Hij vertrok 's nachts, na op dezelfde wijze vuren te
hebben aangelegd, terwijl hij voor den schijn een
paar tenten liet staan, met de bedoeling dat de
vrees voor een soortgelijke hinderlaag als den
vorigen keer de Romeinen in hun posities zou houden.
Maar toen weer door Statilius uit Lucanië het
hele terrein voorbij het kamp en over de bergen was
verkend en hij berichtte, dat men den vijand in de
verte had zien wegmarcheren, toen begon men plannen
te maken om hem te achtervolgen. De twee consuls
bleven bij hun zelfde mening van altijd, en alle
anderen ongeveer vielen Varro bij en niemand,
behalve Servilius - de consul van het vorige jaar -
was het met Paulus eens; en zo zijn zij, op besluit
van de meerderheid en voortgestuwd door het noodlot,
op weg gegaan om Cannae beroemd te maken door de
vernietiging van een Romeins leger.
In de buurt van dat
dorp had Hannibal zijn kamp opgeslagen en wel zo,
dat het beschut was tegen den zuidoostenwind, die
over die dorre en droge vlakte stof opjaagt. Dit
vergemakkelijkte de bewoning van het kamp
aanzienlijk, maar zou vooral zijn voordeel brengen,
als zij zich in slaglinie opstelden: de wind zou hun
dan slechts in den rug blazen, terwijl zij vochten
met een vijand die verblind werd door het stof, dat
hem in de ogen woei.
44 Met behoorlijke
verkenning tot beveiliging van hun mars volgden de
consuls den Carthager; toen zij bij Cannae waren
aangekomen en den vijand gewaarwerden, richtten zij
weer twee kampen in op ongeveer denzelfden afstand
van elkaar als bij Gereonium en met eenzelfde
verdeling van de troepen. Uit de rivier de Aufidus,
die voorbij Hannibal's kamp en dat van de Romeinen
stroomde, moest men water zien te halen, wat niet
zonder strijd verliep; ofschoon de Romeinen uit het
kleine kamp er wat dat betreft beter aan toe waren,
daar het óver de Aufidus lag waar zich geen
vijandelijke posten bevonden.
Zodra Hannibal durfde hopen, dat de consuls hem
strijd zouden bieden op dat terrein, dat geschapen
leek voor operaties met cavalerie, het wapen waarin
hij onoverwinnelijk was, stelde hij zijn slaglinie
op en prikkelde den vijand door uitvallen van zijn
Numidiërs.
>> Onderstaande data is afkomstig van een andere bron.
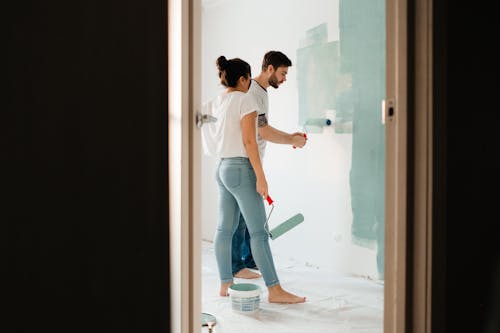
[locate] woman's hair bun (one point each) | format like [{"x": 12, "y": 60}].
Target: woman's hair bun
[{"x": 222, "y": 63}]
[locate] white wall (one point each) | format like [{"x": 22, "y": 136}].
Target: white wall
[{"x": 313, "y": 181}]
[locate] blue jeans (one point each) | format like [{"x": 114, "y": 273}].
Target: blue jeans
[
  {"x": 241, "y": 254},
  {"x": 237, "y": 195}
]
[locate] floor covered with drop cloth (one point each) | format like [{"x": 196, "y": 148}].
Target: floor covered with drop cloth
[{"x": 335, "y": 303}]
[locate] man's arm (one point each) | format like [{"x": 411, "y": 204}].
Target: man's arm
[{"x": 271, "y": 134}]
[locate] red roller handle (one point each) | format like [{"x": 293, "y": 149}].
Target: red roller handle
[{"x": 305, "y": 136}]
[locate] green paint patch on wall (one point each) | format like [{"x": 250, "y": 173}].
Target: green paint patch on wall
[{"x": 347, "y": 78}]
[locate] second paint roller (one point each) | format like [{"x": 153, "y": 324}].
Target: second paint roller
[{"x": 285, "y": 226}]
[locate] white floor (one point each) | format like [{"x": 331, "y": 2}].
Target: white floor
[{"x": 334, "y": 303}]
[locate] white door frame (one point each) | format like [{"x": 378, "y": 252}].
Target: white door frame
[{"x": 184, "y": 100}]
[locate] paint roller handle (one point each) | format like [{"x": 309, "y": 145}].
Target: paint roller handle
[{"x": 305, "y": 136}]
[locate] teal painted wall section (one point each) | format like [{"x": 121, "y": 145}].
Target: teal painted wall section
[
  {"x": 362, "y": 50},
  {"x": 346, "y": 78}
]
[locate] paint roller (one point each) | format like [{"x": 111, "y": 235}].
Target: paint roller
[{"x": 283, "y": 227}]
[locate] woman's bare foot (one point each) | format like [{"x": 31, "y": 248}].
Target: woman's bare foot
[
  {"x": 224, "y": 287},
  {"x": 279, "y": 295},
  {"x": 245, "y": 273}
]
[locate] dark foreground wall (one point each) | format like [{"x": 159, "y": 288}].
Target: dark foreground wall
[
  {"x": 83, "y": 125},
  {"x": 468, "y": 246}
]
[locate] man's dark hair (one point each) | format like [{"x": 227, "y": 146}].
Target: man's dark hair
[{"x": 275, "y": 58}]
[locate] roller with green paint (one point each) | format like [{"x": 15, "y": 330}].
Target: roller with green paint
[{"x": 283, "y": 227}]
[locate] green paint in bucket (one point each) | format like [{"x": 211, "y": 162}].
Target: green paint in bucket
[{"x": 245, "y": 297}]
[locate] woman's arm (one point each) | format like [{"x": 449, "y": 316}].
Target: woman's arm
[
  {"x": 250, "y": 142},
  {"x": 274, "y": 135}
]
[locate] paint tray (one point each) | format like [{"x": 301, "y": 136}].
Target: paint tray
[{"x": 285, "y": 226}]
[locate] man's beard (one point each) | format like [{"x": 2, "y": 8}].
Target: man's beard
[{"x": 273, "y": 81}]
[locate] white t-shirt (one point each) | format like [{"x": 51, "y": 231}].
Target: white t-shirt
[
  {"x": 223, "y": 137},
  {"x": 257, "y": 100}
]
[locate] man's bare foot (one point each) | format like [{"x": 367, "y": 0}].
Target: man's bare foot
[
  {"x": 224, "y": 287},
  {"x": 245, "y": 273},
  {"x": 279, "y": 295}
]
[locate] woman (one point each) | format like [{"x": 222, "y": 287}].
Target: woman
[{"x": 240, "y": 177}]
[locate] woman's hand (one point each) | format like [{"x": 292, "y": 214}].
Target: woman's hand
[
  {"x": 261, "y": 187},
  {"x": 299, "y": 139}
]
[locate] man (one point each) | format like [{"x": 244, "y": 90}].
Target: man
[{"x": 274, "y": 71}]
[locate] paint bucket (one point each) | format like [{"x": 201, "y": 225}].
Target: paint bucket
[{"x": 245, "y": 297}]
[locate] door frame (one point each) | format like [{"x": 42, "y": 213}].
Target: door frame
[{"x": 408, "y": 266}]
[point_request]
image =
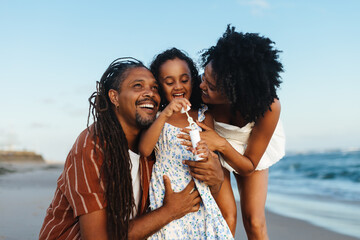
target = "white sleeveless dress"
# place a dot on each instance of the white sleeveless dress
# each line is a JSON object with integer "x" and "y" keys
{"x": 207, "y": 222}
{"x": 238, "y": 138}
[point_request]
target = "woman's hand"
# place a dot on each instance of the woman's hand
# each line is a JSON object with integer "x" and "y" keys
{"x": 175, "y": 106}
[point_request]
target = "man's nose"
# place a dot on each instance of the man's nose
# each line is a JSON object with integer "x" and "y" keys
{"x": 149, "y": 92}
{"x": 178, "y": 85}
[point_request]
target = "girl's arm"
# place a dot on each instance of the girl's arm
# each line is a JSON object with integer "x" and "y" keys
{"x": 150, "y": 136}
{"x": 257, "y": 143}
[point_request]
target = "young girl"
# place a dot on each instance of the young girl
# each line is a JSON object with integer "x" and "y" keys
{"x": 239, "y": 83}
{"x": 178, "y": 77}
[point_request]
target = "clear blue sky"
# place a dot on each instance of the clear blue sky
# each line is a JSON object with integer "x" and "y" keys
{"x": 52, "y": 52}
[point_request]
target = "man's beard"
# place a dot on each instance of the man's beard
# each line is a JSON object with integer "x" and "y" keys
{"x": 144, "y": 122}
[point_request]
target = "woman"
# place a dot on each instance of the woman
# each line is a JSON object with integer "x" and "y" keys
{"x": 239, "y": 84}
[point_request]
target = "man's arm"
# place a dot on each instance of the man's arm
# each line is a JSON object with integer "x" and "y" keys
{"x": 175, "y": 206}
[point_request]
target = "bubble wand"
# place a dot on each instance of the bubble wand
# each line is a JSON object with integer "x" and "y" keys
{"x": 194, "y": 133}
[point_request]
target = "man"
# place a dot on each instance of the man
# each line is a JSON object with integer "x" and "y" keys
{"x": 103, "y": 189}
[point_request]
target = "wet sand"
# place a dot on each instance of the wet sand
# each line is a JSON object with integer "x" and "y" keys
{"x": 25, "y": 196}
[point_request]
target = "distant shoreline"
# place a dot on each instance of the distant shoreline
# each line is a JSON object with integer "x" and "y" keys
{"x": 20, "y": 157}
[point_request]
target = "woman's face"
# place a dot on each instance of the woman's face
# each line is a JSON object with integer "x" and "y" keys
{"x": 209, "y": 91}
{"x": 175, "y": 79}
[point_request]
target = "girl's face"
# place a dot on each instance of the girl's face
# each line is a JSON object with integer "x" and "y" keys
{"x": 175, "y": 79}
{"x": 209, "y": 91}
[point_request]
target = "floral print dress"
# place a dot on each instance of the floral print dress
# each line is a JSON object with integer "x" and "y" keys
{"x": 207, "y": 222}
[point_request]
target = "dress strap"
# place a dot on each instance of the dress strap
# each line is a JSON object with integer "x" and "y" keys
{"x": 201, "y": 112}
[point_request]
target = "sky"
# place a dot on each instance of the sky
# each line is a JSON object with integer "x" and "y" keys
{"x": 53, "y": 52}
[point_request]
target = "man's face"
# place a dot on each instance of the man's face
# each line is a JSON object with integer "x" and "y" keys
{"x": 138, "y": 98}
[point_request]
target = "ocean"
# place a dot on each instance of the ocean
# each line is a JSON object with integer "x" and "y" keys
{"x": 322, "y": 188}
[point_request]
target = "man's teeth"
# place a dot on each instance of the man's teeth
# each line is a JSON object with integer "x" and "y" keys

Toen werd het Romeinse kamp weer het
toneel van onrust onder de soldaten en tweedracht
tussen hun consuls, daar Paulus Varro de
onbezonnenheid van een Sempronius en een Flaminius
voor de voeten wierp, Varro Paulus daarentegen
verweet, dat hij zich dekte achter Fabius, dat
schijnschone voorbeeld voor laffe en besluiteloze
aanvoerders; bij goden en mensen bezwoer hij, dat
buiten zijn schuld Italië reeds door Hannibal
als 't ware in bezit genomen was: hem werden door
zijn collega de handen gebonden; den strijdlustigen
soldaten die verlangden naar de beslissing onthield
hij zwaard en schild; de ander antwoordde, dat, als
er iets dien legioenen overkwam, nadat zij
verraderlijk waren prijsgegeven aan een onberaden en
niet voorbereiden strijd, híj vrij van schuld
zou blijven, maar in hun lot, hoe dan ook, wilde
delen: zijn collega moest er maar voor zorgen, dat
zij, die nu zo vlug en driest met hun tong waren, in
het gevecht even krachtig hun handen zouden
gebruiken.
45 Terwijl de tijd zo
verliep meer met twisten dan met beraadslagen, trok
Hannibal zijn troepen uit de gevechtsopstelling, die
hij tot laat op den dag gehandhaafd had, in hun
legerplaats terug, behalve de Numidiërs; dezen
zond hij de rivier over om de waterhalers uit het
kleine Romeinse kamp aan te vallen. Hannibal's
mannen waren nog nauwelijks op den anderen oever
aangekomen, of zij hadden ook al, onder geschreeuw
en verwarring, den ordelozen troep Romeinen
verjaagd, waarbij zij tot aan den piketpost, die
voor den wal stond opgesteld, en zelfs bijna tot
voor de poorten doorreden. Dit echter wekte zozeer
de verontwaardiging op, dat nu reeds een Romeins
kamp werd bedreigd door ongeregelde hulptroepen, dat
alleen het feit, dat Paulus dien dag het opperbevel
voerde, voorkwam, dat de Romeinen onmiddellijk de
rivier overtrokken en hun slaglinie opstelden.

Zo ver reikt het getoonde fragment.